Um sich bis zur nächsten Regenerationsphase wieder halbtot zu arbeiten. Ist das Ihr Ideal?

Nein, mein idealer Arbeitsrhythmus sieht auch Phasen innerhalb einer Woche vor: ein paar Tage zu Hause in Ruhe arbeiten, dann ins Büro gehen, um sich mit anderen auszutauschen, und ein-, zweimal pro Woche ein größeres Meeting. Das ist ein natürlicher Rhythmus. Sicher gibt es Leute, die etwas mehr Regelmäßigkeit brauchen. Die sollen sie auch bekommen. Jeder sollte die Möglichkeit haben, selbst zu entscheiden, wo und wann er arbeiten möchte. Die Technik erlaubt es uns heute, flexibel zu sein. Firmen, die das wissen, fahren sicher besser.

Sie sind Gründungsmitglied der Long Now Foundation, die sich seit 1996 dafür einsetzt, den Blick für die Langzeitfolgen unseres Handelns zu schärfen. Wirtschaften wir heute zu schnell?

Es ging uns nicht so sehr darum, die Entwicklung zu verlangsamen. Wir wollten die Aufmerksamkeit verlängern. Die Menschen vergessen zu schnell. Viele denken höchstens ein Jahr voraus und ein Jahr zurück. Wir wollten, dass sie Hunderte von Jahren in die Vergangenheit und ebenso lange in die Zukunft denken.

Haben Sie eigentlich genügend Zeit, um Zeit zu vergeuden?

Ich nehme mir die Zeit. Es ist mir sehr wichtig, ab und zu nichts zu tun. Davon abgesehen glaube ich, dass Sie nicht viel Zeit brauchen, um etwas zu schaffen. Man denkt ja immer, man hat keine Zeit, um ein Buch zu lesen. Wenn Sie aber 100 Seiten pro Tag lesen, dann haben Sie schnell ein Buch durch. Es ist nur eine Frage der Summierung. Das ist es übrigens meiner Meinung nach auch, was eine Gesellschaft ausmacht: Eine Ansammlung von kleinen Schritten, die Menschen tun. Hier greift wieder die Idee des langfristigen, aber stetigen Wachstums. Dinge, die langsam wachsen, bleiben.

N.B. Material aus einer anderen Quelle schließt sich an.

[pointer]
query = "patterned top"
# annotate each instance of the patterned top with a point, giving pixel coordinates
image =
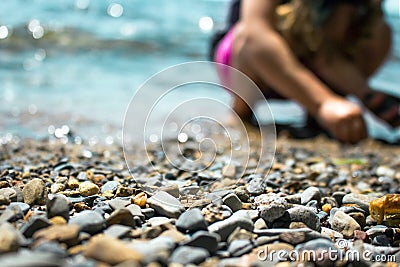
(300, 22)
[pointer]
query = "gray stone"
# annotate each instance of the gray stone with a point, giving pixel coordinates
(311, 193)
(35, 192)
(232, 201)
(10, 238)
(148, 212)
(89, 221)
(122, 217)
(11, 214)
(135, 210)
(257, 185)
(33, 225)
(23, 206)
(31, 259)
(110, 186)
(191, 221)
(52, 247)
(344, 224)
(118, 231)
(172, 189)
(204, 239)
(240, 247)
(189, 190)
(320, 247)
(165, 204)
(305, 215)
(359, 199)
(270, 207)
(187, 255)
(58, 205)
(9, 193)
(226, 227)
(118, 203)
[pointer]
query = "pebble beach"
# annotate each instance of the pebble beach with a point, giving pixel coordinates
(78, 205)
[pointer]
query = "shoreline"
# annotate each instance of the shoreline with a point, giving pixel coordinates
(83, 207)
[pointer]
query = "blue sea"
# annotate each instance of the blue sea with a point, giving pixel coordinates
(77, 63)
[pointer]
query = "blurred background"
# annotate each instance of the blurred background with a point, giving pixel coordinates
(73, 65)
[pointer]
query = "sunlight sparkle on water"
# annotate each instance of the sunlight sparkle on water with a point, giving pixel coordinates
(3, 32)
(115, 10)
(206, 24)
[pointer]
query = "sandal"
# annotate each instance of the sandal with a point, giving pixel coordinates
(385, 107)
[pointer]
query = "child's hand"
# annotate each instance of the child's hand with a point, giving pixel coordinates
(342, 119)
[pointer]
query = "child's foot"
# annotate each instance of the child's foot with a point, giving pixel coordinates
(384, 106)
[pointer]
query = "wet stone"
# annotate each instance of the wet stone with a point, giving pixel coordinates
(191, 221)
(10, 238)
(35, 192)
(67, 234)
(204, 239)
(332, 234)
(311, 193)
(110, 186)
(122, 217)
(344, 224)
(110, 250)
(88, 189)
(58, 205)
(89, 221)
(165, 204)
(226, 227)
(187, 255)
(33, 225)
(232, 201)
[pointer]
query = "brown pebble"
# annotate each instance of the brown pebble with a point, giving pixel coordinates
(108, 194)
(80, 206)
(110, 250)
(140, 199)
(67, 234)
(58, 220)
(35, 192)
(174, 235)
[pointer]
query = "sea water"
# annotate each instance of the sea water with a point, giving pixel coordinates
(79, 62)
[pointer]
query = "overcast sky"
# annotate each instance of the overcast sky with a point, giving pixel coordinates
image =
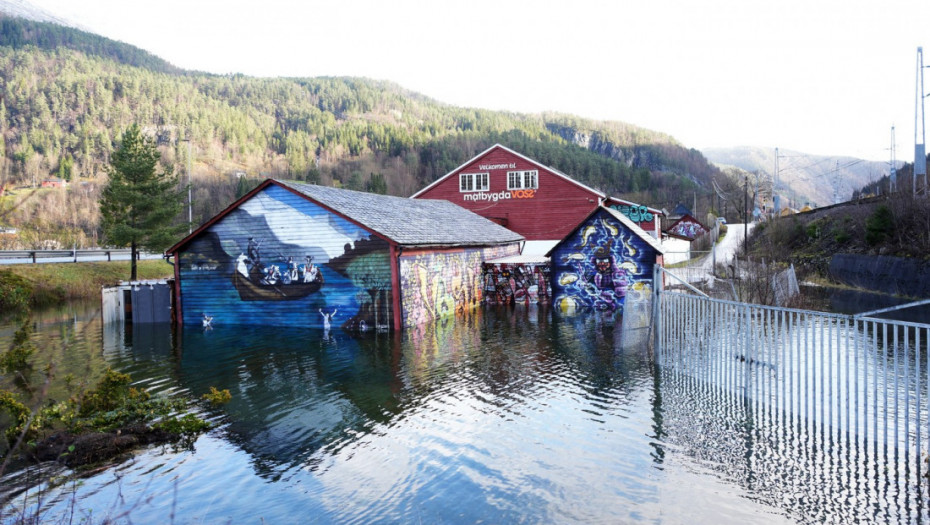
(818, 76)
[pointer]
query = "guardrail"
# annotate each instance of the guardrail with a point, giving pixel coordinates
(839, 391)
(36, 256)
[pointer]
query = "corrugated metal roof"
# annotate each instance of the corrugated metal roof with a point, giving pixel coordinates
(409, 222)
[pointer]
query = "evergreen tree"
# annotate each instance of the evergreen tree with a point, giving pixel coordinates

Kevin Kelly, 51, ist Gründungs-Chefredakteur des Internet- und Technologiemagazins Wired, das in den 90er Jahren kühne Visionen vom digitalen Zeitalter entwarf. Kelly verfasste mehrere Bücher, darunter die "Bibel" der Dotcom-Ära: NetEconomy. Zehn radikale Strategien für die Wirtschaft der Zukunft (1999). Kelly gilt bis heute als einer der wichtigsten amerikanischen Zukunftsforscher. Er ist verheiratet, hat drei Kinder und lebt mit seiner Familie in Pacifica, Kalifornien/USA.